What is the JAVA programming language used for and will it be around much longer? I have heard that is on the way out. It is a required class for the curriculum I am taking but I will put it off in case it is dropped if I find out it is a dying language.

Opinions, references, ideas....?????

CornedBee
Nov 12th, 2003, 07:01 AM
I think the best source on what Java is is http://java.sun.com/

Java is a high-level, object-oriented, typesafe programming language. It features a large built-in library, unified root class hierarchy and byte code compilation. The last means that the language gets compiled to byte code, which is much like machine code but not specific to any CPU. On the target platform an interpreter or Just-In-Time compiler will execute the byte code. This offers platform-independence without recompilation at a performance that is far superior to scripting languages.

Java is used for:
1) Normal applications that run anywhere. See jEdit (www.jedit.org) or NetBeans (www.netbeans.org) for great programs written in Java.
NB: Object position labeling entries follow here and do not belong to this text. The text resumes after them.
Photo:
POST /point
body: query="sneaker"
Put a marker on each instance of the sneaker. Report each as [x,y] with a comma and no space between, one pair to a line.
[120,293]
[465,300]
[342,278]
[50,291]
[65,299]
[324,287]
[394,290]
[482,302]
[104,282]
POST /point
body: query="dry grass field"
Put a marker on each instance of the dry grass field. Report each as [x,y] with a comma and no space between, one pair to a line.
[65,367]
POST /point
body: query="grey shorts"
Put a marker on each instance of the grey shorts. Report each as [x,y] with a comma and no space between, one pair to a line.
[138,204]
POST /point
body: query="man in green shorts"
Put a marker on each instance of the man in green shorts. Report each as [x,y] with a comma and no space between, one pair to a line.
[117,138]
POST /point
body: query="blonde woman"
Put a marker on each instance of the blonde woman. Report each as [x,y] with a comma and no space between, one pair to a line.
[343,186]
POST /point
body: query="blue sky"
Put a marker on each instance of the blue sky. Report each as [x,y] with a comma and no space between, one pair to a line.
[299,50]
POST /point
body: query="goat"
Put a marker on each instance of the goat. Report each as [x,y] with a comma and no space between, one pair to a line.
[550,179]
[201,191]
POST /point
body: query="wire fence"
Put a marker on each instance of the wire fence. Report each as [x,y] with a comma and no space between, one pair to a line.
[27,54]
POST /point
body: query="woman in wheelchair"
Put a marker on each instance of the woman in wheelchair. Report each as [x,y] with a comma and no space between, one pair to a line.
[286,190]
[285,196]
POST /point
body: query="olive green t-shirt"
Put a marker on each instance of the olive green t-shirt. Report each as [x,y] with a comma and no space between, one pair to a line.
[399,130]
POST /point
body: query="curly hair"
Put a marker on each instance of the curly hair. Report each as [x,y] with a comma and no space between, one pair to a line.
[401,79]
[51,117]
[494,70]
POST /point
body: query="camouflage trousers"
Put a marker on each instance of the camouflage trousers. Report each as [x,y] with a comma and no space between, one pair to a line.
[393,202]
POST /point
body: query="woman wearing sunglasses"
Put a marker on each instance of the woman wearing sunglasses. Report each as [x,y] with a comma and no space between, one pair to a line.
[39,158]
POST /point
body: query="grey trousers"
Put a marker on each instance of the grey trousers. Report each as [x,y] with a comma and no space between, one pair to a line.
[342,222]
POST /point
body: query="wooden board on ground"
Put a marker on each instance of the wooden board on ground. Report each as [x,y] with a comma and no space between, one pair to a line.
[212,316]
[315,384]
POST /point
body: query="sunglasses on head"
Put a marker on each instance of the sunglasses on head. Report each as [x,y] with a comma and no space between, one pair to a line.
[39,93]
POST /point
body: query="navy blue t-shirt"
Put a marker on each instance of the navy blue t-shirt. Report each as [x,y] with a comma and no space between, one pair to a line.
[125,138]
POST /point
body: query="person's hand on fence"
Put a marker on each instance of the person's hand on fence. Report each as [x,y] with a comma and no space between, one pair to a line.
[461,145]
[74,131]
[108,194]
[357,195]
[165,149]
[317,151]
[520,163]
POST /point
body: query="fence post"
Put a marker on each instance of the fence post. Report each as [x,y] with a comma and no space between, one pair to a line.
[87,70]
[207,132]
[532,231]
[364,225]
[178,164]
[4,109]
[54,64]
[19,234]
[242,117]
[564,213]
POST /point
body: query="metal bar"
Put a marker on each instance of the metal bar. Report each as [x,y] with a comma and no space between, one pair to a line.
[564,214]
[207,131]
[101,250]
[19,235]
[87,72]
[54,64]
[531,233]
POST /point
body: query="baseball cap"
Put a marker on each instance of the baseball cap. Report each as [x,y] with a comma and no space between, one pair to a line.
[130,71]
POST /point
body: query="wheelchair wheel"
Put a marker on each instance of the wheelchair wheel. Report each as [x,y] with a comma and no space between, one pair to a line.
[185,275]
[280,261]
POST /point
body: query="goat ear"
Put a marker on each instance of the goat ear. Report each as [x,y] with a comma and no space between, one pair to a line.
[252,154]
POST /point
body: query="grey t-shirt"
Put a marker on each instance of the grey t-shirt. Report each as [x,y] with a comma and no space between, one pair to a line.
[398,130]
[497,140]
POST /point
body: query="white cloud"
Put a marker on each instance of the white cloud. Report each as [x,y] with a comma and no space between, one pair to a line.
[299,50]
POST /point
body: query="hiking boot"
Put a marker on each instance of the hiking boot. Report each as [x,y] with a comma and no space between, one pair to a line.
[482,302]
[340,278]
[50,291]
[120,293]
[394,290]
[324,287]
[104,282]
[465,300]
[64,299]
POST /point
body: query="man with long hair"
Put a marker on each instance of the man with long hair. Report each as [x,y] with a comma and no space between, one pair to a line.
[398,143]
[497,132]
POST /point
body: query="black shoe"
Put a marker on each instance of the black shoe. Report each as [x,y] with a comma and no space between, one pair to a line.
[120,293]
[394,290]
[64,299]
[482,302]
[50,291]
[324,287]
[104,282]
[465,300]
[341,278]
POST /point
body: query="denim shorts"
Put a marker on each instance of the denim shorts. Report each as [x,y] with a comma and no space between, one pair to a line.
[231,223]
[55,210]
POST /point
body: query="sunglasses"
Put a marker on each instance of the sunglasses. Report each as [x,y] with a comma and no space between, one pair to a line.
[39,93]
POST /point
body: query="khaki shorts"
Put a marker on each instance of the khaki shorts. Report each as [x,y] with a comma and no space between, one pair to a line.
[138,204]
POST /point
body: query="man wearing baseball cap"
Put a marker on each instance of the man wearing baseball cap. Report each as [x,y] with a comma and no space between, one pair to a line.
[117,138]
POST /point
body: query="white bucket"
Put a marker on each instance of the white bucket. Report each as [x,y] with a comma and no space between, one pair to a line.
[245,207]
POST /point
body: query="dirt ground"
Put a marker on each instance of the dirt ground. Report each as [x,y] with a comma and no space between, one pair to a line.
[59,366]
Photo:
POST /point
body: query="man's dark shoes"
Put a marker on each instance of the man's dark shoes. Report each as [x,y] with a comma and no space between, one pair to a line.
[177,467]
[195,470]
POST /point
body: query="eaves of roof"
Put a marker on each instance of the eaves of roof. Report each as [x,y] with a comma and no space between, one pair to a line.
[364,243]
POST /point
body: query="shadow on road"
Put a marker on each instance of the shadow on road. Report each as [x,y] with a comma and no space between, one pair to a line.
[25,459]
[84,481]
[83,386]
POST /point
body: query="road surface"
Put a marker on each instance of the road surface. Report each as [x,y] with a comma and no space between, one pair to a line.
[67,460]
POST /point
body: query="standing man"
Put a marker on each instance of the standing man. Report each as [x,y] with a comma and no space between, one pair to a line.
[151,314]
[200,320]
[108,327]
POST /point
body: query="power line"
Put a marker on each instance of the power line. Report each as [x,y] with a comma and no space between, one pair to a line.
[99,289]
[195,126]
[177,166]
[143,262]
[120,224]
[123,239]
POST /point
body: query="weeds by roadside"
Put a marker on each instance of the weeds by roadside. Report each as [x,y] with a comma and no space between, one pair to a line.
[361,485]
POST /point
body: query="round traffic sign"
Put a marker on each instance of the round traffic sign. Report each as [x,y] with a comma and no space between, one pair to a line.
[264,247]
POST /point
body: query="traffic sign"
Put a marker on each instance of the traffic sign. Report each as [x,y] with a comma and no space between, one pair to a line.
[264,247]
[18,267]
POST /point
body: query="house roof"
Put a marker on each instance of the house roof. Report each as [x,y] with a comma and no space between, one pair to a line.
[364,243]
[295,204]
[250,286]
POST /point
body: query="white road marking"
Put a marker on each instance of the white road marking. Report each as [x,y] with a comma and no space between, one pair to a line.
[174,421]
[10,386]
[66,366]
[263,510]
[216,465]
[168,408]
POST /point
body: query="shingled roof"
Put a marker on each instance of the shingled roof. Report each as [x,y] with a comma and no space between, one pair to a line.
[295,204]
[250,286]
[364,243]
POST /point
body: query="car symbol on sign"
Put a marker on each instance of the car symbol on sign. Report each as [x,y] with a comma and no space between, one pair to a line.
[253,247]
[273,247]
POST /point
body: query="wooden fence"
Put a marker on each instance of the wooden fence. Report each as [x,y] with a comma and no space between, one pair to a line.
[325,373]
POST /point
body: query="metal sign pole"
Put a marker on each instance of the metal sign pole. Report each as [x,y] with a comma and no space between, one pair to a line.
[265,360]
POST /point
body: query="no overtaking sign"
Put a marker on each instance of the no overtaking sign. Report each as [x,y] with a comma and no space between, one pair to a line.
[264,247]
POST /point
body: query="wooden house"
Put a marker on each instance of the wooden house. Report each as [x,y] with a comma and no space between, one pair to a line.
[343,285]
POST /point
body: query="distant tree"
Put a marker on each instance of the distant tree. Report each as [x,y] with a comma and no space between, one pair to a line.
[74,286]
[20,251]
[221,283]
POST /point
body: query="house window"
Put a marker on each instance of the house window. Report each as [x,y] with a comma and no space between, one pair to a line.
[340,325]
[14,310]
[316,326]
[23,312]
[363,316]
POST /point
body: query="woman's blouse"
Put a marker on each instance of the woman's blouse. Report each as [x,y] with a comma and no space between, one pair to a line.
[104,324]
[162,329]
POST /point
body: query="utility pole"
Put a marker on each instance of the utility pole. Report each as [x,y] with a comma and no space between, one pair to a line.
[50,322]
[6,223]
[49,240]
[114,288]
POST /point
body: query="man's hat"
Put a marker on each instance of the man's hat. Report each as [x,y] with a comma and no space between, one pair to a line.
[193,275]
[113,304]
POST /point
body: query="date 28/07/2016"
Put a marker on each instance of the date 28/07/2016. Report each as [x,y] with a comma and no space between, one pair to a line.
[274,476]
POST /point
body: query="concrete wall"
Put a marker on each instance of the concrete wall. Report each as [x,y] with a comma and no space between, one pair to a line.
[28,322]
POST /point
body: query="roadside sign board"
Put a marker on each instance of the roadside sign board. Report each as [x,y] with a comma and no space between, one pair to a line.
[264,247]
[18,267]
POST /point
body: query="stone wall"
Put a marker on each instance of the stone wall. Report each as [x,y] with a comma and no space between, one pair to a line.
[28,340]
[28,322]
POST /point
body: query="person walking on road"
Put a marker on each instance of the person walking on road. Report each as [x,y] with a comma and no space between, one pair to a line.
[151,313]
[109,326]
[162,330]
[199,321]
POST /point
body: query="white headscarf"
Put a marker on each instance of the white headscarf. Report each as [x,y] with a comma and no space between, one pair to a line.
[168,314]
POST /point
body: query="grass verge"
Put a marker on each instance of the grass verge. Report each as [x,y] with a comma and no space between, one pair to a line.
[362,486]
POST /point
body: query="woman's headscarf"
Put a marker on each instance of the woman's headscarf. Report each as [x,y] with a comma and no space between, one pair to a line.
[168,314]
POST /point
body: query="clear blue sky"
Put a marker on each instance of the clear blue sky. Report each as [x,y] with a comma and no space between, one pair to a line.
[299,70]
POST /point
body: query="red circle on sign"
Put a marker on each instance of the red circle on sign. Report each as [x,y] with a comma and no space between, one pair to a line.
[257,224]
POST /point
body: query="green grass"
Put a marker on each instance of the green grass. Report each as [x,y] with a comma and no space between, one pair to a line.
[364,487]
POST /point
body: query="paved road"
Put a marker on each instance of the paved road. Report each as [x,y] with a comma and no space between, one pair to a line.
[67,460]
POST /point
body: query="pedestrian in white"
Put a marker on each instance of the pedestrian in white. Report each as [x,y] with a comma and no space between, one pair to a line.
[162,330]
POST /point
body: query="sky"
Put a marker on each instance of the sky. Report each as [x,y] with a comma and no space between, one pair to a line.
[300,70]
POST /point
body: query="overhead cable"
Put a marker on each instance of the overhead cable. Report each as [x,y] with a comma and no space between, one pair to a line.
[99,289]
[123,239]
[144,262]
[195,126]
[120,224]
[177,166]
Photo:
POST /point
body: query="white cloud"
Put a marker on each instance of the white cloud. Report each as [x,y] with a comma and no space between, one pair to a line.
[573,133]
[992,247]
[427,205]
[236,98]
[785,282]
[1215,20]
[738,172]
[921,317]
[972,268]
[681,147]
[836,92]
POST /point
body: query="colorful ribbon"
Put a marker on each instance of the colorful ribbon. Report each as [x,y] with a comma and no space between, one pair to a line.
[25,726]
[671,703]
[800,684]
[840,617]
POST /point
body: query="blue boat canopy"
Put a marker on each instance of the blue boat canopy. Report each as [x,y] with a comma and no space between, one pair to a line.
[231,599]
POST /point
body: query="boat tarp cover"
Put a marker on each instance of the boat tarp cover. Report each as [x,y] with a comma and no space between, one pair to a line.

Go to sourceforge.net and look for programs written in Java, there's nearly everthing there.
2) Applets. An applet is a small application with strongly reduced capabilities that is run within a web browser or similar container.
3) Servlets and JSP. These are server-side technologies to serve dynamic content, similar to CGI, PHP or ASP, but IMHO superior to all of them.
4) Mobile applications. Java Micro Edition is available on most modern mobile phones. It enables you to use a subset of Java (much smaller library, no floating point support) to write programs that can be uploaded to and run on mobile phones, for example games.

Microsoft's .Net strategy and especially the language C# stand in direct competition to the Java Platform and Java. Java has the advantages of being an already established language, being far more accepted in the open source community and having real platform independence. It also has an open extension and standardization process, the Java Community Process, while .Net is made by MS and MS alone. MS on the other hand have the advantage of their extreme market power.

Expect both languages to be around for a long time to come.